Your goals, therefore, cannot define your goodness because the goals which do good to those you support need not necessarily be good for others in society. Barring a few, most goals are good or bad depending on which side you are on. And, even when they may be wholly good, the extent to which the followers are willing to go in pursuit of the goal can taint them. In fact, it is exactly those who are absolutely sure of the rightness of their own goals who cause the most misery, spawn the most evil. For, when a person moves from wanting to be in the right to being self-righteous, he finds it easy to think that ANY means to achieve those goals are moral; that anyone who opposes those goals are spawns of Satan and deserve to be destroyed.

It is what you feel for those not of your persuasion, or your identified circle, which ought to define your goodness. Do you feel that they are blind and misguided; or selfish; or satanically evil? Do you get irritated with them, dislike them or outright hate them? What are you willing to do to them? Convince them, ignore them or destroy them?

The touchstone of your 'goodness' is not how you deal with the people whom you support or the goals that you espouse. The touchstone is how you act towards the people who you disagree with. You can hardly claim to be the 'good guy' when you are propagating hate against people who do not belong to your own persuasion. Not that it has stopped people from doing so, throughout history.
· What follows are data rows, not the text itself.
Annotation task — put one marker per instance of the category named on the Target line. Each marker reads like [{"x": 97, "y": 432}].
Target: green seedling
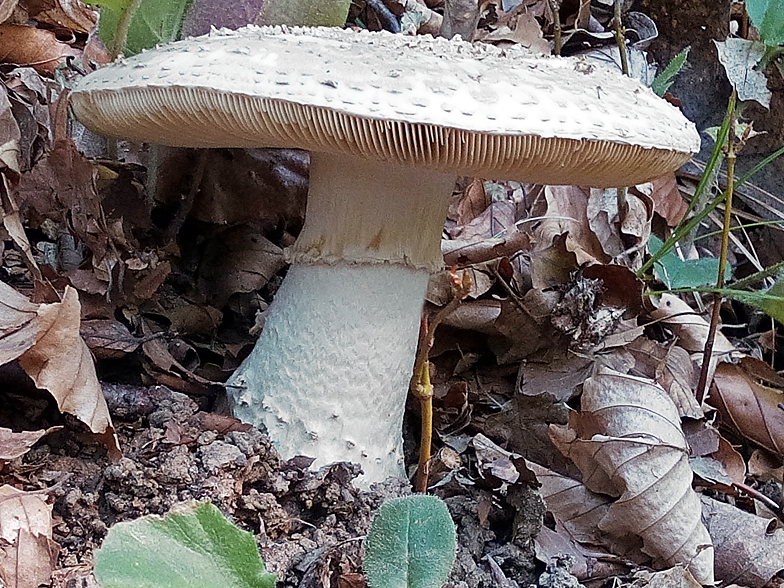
[
  {"x": 665, "y": 79},
  {"x": 193, "y": 546},
  {"x": 411, "y": 544}
]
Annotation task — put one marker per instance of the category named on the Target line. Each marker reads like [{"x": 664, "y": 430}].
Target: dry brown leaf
[
  {"x": 520, "y": 28},
  {"x": 70, "y": 14},
  {"x": 13, "y": 445},
  {"x": 574, "y": 507},
  {"x": 60, "y": 362},
  {"x": 766, "y": 466},
  {"x": 62, "y": 185},
  {"x": 28, "y": 555},
  {"x": 34, "y": 47},
  {"x": 590, "y": 563},
  {"x": 495, "y": 220},
  {"x": 628, "y": 442},
  {"x": 552, "y": 266},
  {"x": 18, "y": 323},
  {"x": 747, "y": 551},
  {"x": 237, "y": 260},
  {"x": 675, "y": 577},
  {"x": 712, "y": 457},
  {"x": 566, "y": 215},
  {"x": 672, "y": 368},
  {"x": 108, "y": 338},
  {"x": 9, "y": 176},
  {"x": 692, "y": 331},
  {"x": 470, "y": 205},
  {"x": 614, "y": 236},
  {"x": 461, "y": 252},
  {"x": 748, "y": 407},
  {"x": 7, "y": 9},
  {"x": 667, "y": 199}
]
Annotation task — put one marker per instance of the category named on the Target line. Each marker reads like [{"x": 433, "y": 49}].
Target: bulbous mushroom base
[{"x": 329, "y": 375}]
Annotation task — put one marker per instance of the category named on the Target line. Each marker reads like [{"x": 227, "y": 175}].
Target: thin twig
[
  {"x": 756, "y": 494},
  {"x": 725, "y": 240},
  {"x": 421, "y": 386},
  {"x": 555, "y": 8},
  {"x": 620, "y": 38}
]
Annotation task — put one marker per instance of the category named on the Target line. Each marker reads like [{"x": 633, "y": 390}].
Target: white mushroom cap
[{"x": 449, "y": 106}]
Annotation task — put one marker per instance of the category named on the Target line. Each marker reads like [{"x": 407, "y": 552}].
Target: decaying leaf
[
  {"x": 34, "y": 47},
  {"x": 692, "y": 331},
  {"x": 672, "y": 368},
  {"x": 237, "y": 260},
  {"x": 747, "y": 551},
  {"x": 70, "y": 14},
  {"x": 749, "y": 407},
  {"x": 18, "y": 323},
  {"x": 7, "y": 9},
  {"x": 628, "y": 442},
  {"x": 13, "y": 445},
  {"x": 27, "y": 552},
  {"x": 60, "y": 362},
  {"x": 667, "y": 199},
  {"x": 567, "y": 215}
]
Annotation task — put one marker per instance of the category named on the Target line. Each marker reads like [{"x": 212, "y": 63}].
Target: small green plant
[
  {"x": 665, "y": 79},
  {"x": 193, "y": 546},
  {"x": 411, "y": 544}
]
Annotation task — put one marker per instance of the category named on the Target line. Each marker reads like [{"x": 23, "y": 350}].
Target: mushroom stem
[{"x": 329, "y": 375}]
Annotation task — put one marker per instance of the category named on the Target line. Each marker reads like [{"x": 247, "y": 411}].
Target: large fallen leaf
[
  {"x": 38, "y": 48},
  {"x": 691, "y": 331},
  {"x": 749, "y": 407},
  {"x": 70, "y": 14},
  {"x": 18, "y": 323},
  {"x": 27, "y": 552},
  {"x": 628, "y": 442},
  {"x": 671, "y": 367},
  {"x": 747, "y": 551},
  {"x": 60, "y": 362},
  {"x": 7, "y": 9},
  {"x": 667, "y": 199}
]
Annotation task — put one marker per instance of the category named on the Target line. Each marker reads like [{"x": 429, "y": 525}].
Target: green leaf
[
  {"x": 773, "y": 301},
  {"x": 193, "y": 546},
  {"x": 307, "y": 13},
  {"x": 153, "y": 22},
  {"x": 113, "y": 4},
  {"x": 664, "y": 80},
  {"x": 677, "y": 273},
  {"x": 768, "y": 17},
  {"x": 411, "y": 544}
]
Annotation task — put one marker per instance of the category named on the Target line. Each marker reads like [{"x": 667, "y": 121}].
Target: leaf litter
[{"x": 163, "y": 291}]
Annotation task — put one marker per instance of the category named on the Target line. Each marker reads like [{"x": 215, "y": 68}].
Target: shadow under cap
[{"x": 450, "y": 106}]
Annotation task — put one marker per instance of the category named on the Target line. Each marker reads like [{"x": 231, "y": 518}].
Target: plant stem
[
  {"x": 620, "y": 39},
  {"x": 713, "y": 161},
  {"x": 421, "y": 386},
  {"x": 123, "y": 26},
  {"x": 725, "y": 240},
  {"x": 555, "y": 8}
]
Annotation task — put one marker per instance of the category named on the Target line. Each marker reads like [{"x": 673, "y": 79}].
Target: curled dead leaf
[
  {"x": 34, "y": 47},
  {"x": 748, "y": 407},
  {"x": 60, "y": 362},
  {"x": 18, "y": 323},
  {"x": 28, "y": 555},
  {"x": 628, "y": 442}
]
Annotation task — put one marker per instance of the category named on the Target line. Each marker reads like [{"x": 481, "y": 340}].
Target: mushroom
[{"x": 390, "y": 121}]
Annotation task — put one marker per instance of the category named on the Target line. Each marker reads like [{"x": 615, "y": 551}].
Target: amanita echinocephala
[{"x": 390, "y": 121}]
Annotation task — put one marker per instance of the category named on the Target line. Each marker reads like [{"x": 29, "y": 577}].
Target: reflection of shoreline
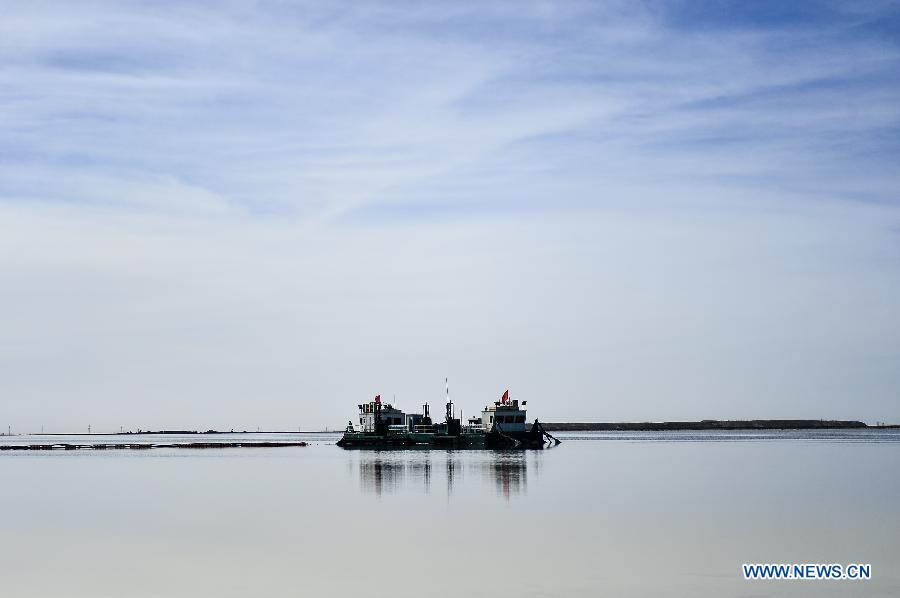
[{"x": 389, "y": 472}]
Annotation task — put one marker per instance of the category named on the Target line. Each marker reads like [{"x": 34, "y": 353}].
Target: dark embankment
[
  {"x": 706, "y": 424},
  {"x": 143, "y": 445}
]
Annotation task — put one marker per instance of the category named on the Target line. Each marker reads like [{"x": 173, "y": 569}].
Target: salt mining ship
[{"x": 502, "y": 425}]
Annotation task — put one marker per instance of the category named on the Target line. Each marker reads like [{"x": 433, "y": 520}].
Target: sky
[{"x": 235, "y": 215}]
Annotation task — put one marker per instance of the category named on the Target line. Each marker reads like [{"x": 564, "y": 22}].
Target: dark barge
[{"x": 502, "y": 425}]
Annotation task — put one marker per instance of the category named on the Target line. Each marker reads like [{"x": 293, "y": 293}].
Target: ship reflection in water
[{"x": 393, "y": 472}]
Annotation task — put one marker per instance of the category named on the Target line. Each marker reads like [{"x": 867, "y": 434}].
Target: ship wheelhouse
[{"x": 505, "y": 414}]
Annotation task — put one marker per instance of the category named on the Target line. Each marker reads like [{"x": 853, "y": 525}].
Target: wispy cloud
[{"x": 157, "y": 159}]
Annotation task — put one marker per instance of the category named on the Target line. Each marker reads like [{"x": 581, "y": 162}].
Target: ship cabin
[
  {"x": 394, "y": 419},
  {"x": 506, "y": 415},
  {"x": 390, "y": 415}
]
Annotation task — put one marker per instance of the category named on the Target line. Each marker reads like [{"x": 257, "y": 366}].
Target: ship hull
[{"x": 493, "y": 440}]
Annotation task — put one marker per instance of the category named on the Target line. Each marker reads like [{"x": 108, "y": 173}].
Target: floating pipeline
[{"x": 145, "y": 446}]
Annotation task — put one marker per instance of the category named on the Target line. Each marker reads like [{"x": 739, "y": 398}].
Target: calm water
[{"x": 617, "y": 514}]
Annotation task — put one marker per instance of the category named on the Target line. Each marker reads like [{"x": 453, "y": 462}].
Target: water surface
[{"x": 613, "y": 513}]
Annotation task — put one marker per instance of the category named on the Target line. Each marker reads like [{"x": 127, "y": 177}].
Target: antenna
[{"x": 449, "y": 402}]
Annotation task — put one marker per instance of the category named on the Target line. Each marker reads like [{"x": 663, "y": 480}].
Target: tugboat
[{"x": 502, "y": 425}]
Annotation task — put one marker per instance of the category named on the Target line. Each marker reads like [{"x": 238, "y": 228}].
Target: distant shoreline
[
  {"x": 706, "y": 424},
  {"x": 712, "y": 424}
]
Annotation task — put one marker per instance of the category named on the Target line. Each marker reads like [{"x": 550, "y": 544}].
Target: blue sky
[{"x": 234, "y": 214}]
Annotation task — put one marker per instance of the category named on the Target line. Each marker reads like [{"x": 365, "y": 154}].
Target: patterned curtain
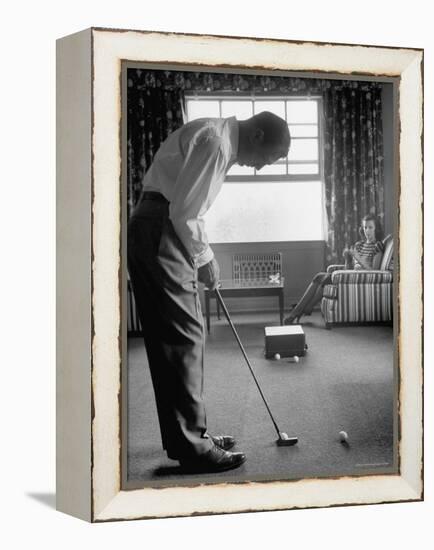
[
  {"x": 154, "y": 112},
  {"x": 353, "y": 161}
]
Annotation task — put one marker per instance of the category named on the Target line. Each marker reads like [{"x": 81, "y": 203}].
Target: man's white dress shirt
[{"x": 189, "y": 170}]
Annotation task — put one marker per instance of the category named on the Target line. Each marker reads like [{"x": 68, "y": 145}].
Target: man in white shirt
[{"x": 168, "y": 253}]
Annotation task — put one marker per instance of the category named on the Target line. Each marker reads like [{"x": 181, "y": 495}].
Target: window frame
[{"x": 257, "y": 177}]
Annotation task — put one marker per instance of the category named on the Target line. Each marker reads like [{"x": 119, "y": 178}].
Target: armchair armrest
[
  {"x": 356, "y": 276},
  {"x": 335, "y": 267}
]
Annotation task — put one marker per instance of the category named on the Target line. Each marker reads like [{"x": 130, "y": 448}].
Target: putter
[{"x": 283, "y": 439}]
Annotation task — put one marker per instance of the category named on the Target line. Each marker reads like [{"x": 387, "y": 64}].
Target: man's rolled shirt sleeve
[{"x": 203, "y": 166}]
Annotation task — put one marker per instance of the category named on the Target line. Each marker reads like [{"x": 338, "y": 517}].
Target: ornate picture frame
[{"x": 90, "y": 295}]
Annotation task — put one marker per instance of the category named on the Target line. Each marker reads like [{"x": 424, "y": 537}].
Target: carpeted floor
[{"x": 345, "y": 382}]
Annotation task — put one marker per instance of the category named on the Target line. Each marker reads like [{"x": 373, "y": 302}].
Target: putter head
[{"x": 286, "y": 441}]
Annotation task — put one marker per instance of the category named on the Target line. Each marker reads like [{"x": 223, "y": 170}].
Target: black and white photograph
[
  {"x": 260, "y": 225},
  {"x": 239, "y": 280}
]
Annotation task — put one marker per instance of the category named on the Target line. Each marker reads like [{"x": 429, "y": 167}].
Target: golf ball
[{"x": 343, "y": 437}]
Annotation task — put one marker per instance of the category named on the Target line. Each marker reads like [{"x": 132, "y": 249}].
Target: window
[{"x": 303, "y": 117}]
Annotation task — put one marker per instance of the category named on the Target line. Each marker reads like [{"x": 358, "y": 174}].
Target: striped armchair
[{"x": 360, "y": 296}]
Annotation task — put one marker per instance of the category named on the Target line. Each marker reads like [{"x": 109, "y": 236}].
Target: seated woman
[{"x": 362, "y": 255}]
In fact, come to think of it, 'We are the good guys here' is not such an inane statement after all. I mean, actually when do people say that? Generally it is when they have either done, or are planning to do, something 'bad'. It is more of a self-serving statement or a justification rather than an inanity.

More evil in the world has been done by people who thought of themselves as the 'good guys', and in the name of worthy goals, than has been done by those who were truly evil or immoral. It goes to show that cliches become cliches because they have a strong core of truth.

The way to Hell is indeed paved with good intentions!